Он гордится своими сокровищами — и так и должно быть. За освещенным стеклом разложены огромные цветные камни, которые искрятся от падающего на них света.
— Я коллекционирую редкие драгоценности. Думаю, именно это и привлекло меня в твоей сестре.
Он улыбается, и это не похоже на улыбку Колта. Она нежная и дружелюбная. В нем есть теплота, которой не хватает Колту.
При упоминании о Кларе мое сердце замирает.

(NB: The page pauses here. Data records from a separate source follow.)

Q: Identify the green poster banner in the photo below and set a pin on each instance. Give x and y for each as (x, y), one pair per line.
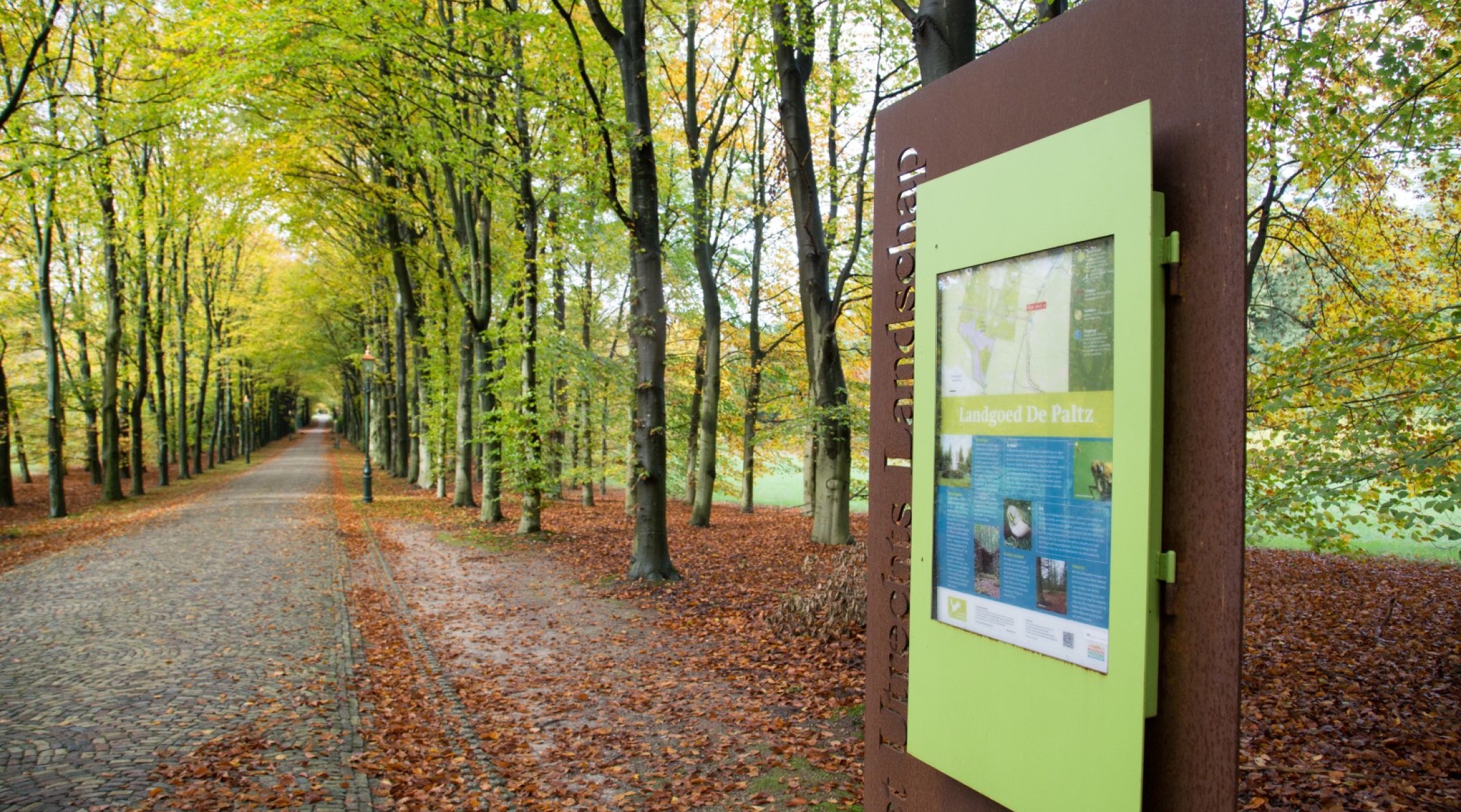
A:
(1036, 469)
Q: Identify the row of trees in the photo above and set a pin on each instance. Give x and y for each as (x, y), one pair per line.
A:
(586, 242)
(639, 177)
(119, 254)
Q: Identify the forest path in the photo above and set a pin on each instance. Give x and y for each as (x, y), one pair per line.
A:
(218, 628)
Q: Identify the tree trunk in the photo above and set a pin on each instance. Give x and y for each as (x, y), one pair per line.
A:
(693, 418)
(6, 485)
(88, 399)
(753, 390)
(810, 472)
(462, 494)
(588, 390)
(181, 341)
(560, 386)
(944, 37)
(491, 455)
(529, 522)
(112, 348)
(400, 392)
(19, 451)
(709, 420)
(54, 404)
(651, 557)
(831, 431)
(202, 402)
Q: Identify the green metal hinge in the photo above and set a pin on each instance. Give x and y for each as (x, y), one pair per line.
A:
(1169, 254)
(1167, 567)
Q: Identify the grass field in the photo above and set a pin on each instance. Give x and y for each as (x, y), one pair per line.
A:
(1369, 540)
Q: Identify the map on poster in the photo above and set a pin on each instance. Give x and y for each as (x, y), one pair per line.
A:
(1021, 528)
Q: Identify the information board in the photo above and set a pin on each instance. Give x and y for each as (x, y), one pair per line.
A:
(1021, 530)
(1036, 469)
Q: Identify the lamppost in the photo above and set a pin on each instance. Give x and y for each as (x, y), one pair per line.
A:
(249, 430)
(367, 367)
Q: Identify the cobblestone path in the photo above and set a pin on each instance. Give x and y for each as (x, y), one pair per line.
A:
(220, 623)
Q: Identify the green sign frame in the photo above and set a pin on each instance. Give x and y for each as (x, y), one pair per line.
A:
(1026, 729)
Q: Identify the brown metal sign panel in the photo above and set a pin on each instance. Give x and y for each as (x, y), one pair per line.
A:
(1105, 54)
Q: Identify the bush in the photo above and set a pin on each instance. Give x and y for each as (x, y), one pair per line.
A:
(835, 606)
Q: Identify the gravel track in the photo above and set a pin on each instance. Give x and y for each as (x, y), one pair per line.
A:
(225, 615)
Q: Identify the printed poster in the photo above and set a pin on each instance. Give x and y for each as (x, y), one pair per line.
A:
(1021, 516)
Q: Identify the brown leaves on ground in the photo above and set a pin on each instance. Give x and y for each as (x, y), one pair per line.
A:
(1352, 684)
(594, 692)
(412, 760)
(27, 533)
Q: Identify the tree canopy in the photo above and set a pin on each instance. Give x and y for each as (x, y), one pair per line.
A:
(629, 244)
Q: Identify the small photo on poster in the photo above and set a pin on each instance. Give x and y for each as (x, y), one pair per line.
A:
(987, 560)
(1092, 469)
(1019, 529)
(1049, 582)
(954, 455)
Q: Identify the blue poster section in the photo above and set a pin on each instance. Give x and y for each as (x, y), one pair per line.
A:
(1032, 526)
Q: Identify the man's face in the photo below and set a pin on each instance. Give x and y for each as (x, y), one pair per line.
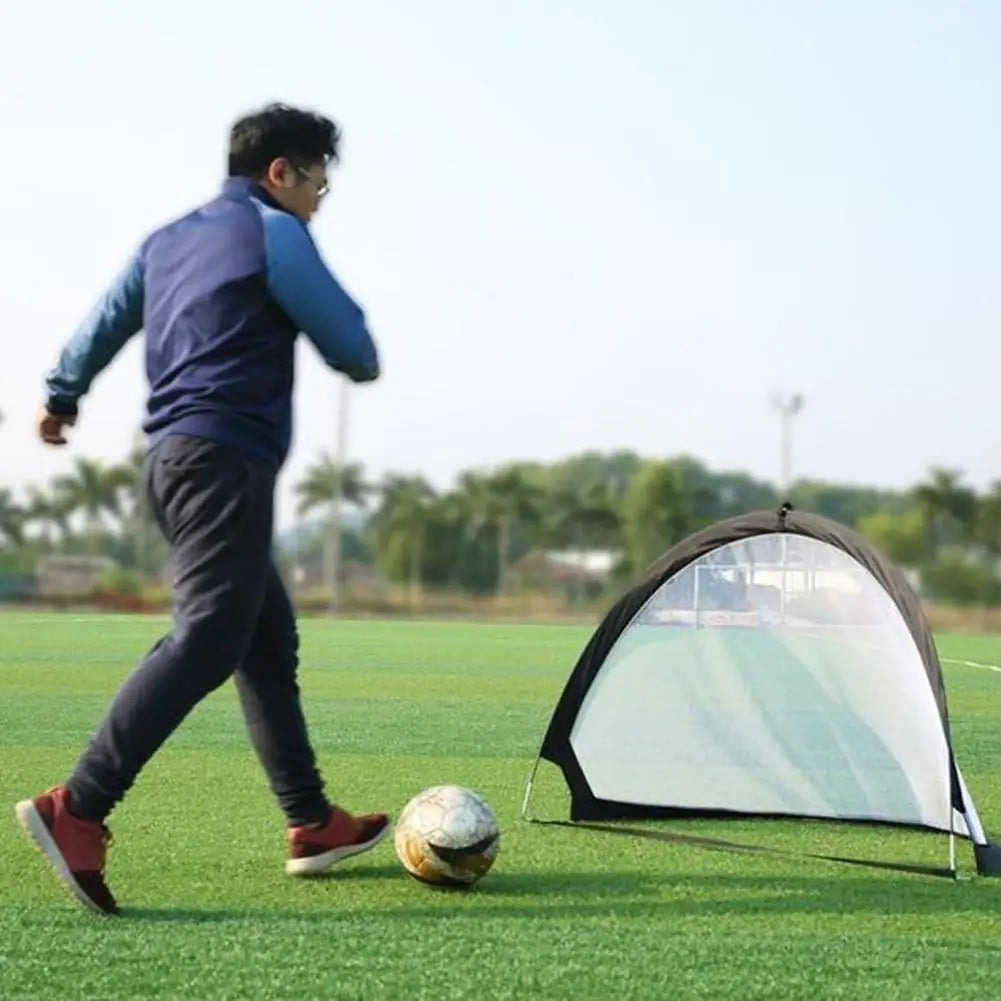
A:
(299, 189)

— Ты упомянул, что встретился с ней не здесь. Что ты хотел этим сказать?
Я провожу пальцами по стеклу, отчаянно желая взять камни и рассмотреть их повнимательнее.
— Позволь мне начать с самого начала, — говорит он, сидя за огромным письменным столом, занимающим центральное место в комнате.
Колт садится на кожаный диван у задней стены и похлопывает по месту рядом с собой.
— Я постою, — прищуриваюсь я, взглянув на него.
Он самодоволен, но чему-то глубоко внутри мне это нравится. Я чувствую к нему притяжение, с которым борюсь из принципа.
— Тогда начинай с начала, — говорю я, глядя на Кэша.
— Когда нам с Колтом было по четыре года, наша мать познакомилась с кем-то с вашего острова. Он называл себя миссионером.
Как рассказывала мама. Я ловлю себя на том, что, когда Колт подается вперед, я придвигаюсь ближе к столу.
— Он болтал всякую хрень о грешниках и тех, кто может возродиться во имя Господа, о прощении — обо всей этой сектантской чуши, в которой убеждает себя ваш народ, — усмехается Колт.
В его тоне слышится ненависть. По моей спине пробегает холодок и оседает в моем сердце.
— Мы не все мыслим одинаково, — защищаюсь я, и его пристальный взгляд прожигает меня насквозь.
— Наша мать была несчастлива с нашим отцом. Он был тем еще ходоком и работал не покладая рук, — вставляет Кэш, отвлекая мое внимание от Колта.
— Что вы подразумеваете под словом “ходок”?
— Он трахал женщин, которые не являлись нашей матерью, — ворчит Колт, сосредоточившись на чистке своей штанины.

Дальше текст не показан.